Forms JEE workflows | Handling user data forms-jee-workflows-handling-user-data

CAUTION
AEM 6.4 has reached the end of extended support and this documentation is no longer updated. For further details, see our technical support periods. Find the supported versions here.

AEM Forms JEE workflows provide tools to design, create, and manage business processes. A workflow process consists of a series of steps that execute in a specified order. Each step performs a specific action such as assigning a task to a user or sending an email message. A process can interact with assets, user accounts, and services, and can be triggered using any of the following methods:

  • Starting a process from AEM Forms Workspace
  • Using SOAP or RESTful service
  • Submitting an adaptive form
  • Using watched folder
  • Using Email

For more information about creating AEM Forms JEE workflow process, see Workbench Help.

User data and data stores user-data-and-data-stores

When a process is triggered and as it progresses, it captures data about the process participants, data entered by participants in the form associated with the process, and attachments added to the form. The data is stored in AEM Forms JEE server database, and if configured, some data like attachments are stored in the Global Document Storage (GDS) directory. The GDS directory can be configured on a shared file system or a database.

Access and delete user data access-and-delete-user-data

When a process is triggered, a unique process instance ID and long-lived invocation ID is generated and associated with the process instance. You can access and delete data for a process instance based on the long-lived invocation ID. You can deduce the long-lived invocation ID of a process instance with the user name of the process initiator or process participants who have submitted their tasks.

However, you cannot identify the process instance ID for an initiator in the following scenarios:

  • Process triggered through a watched folder: A process instance cannot be identified using its initiator if the process is triggered by a watched folder. In this case, the user information is encoded in the stored data.
  • Process initiated from publish AEM instance: All process instances triggered from AEM publish instance do not capture information about the initiator. However, user data may be captured in the form associated with the process, which is stored in workflow variables.
  • Process initiated through email: The email ID of the sender is captured as a property in an opaque blob column of the tb_job_instance database table, which cannot be queried directly.

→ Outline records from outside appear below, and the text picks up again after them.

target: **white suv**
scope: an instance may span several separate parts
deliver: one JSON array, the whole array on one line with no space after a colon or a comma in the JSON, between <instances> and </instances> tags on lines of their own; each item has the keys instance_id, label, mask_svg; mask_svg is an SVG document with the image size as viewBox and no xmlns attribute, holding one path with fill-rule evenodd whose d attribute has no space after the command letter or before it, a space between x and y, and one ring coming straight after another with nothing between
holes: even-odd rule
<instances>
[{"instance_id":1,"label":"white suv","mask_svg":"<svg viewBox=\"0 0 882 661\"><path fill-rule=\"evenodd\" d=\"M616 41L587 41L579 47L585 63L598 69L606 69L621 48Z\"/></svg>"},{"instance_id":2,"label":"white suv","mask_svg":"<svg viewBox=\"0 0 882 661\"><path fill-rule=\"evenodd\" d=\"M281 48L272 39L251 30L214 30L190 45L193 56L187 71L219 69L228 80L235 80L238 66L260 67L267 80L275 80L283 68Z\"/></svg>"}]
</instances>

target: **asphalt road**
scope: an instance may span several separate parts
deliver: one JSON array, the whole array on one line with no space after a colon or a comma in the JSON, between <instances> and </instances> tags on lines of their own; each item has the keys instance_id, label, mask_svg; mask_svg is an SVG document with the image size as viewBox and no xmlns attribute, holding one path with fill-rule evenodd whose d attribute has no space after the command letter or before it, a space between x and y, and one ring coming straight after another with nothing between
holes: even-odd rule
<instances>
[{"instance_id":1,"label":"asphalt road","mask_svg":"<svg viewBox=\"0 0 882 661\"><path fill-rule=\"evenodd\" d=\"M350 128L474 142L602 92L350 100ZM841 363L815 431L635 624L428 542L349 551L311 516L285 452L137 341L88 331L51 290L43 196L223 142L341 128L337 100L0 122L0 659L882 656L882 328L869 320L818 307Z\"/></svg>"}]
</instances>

Identify process instance IDs when workflow initiator or participant is known initiator-participant

Perform the following steps to identify process instance IDs for a workflow initiator or a participant:

  1. Execute the following command in AEM Forms server database to retrieve the principal ID for workflow initiator or participant from the edcprincipalentity database table.

    code language-sql
    select id from edcprincipalentity where canonicalname='user_ID'
    

    The query returns the principal ID for the specified user_ID.

  2. (For workflow initiator) Execute the following command to retrieve all tasks associated with the principal ID for the initiator from the tb_task database table.

    code language-sql
    select * from tb_task where start_task = 1 and create_user_id= 'initiator_principal_id'
    

    The query returns tasks initiated by the specified initiator_ principal_id. The tasks are of two types:

    • Completed tasks: These tasks have been submitted and display an alphanumeric value in the process_instance_id field. Take note of all process instance IDs for submitted tasks and continue with the steps.
    • Tasks initiated but not complete: These tasks have initiated but not submitted yet. The value in the process_instance_id field for these tasks is 0 (zero). In this case, take note of the corresponding task IDs and see Work with orphan tasks.
  3. (For workflow participants) Execute the following command to retrieve process instance IDs associated with the principal ID of the process participant for the initiator from the tb_assignment database table.

    code language-sql
    select distinct a.process_instance_id from tb_assignment a join tb_queue q on a.queue_id = q.id where q.workflow_user_id='participant_principal_id'
    

    The query returns instance IDs for all processes associated with the participant including those where the participant has not submitted any task.

    Take note of all process instance IDs for submitted tasks and continue with the steps.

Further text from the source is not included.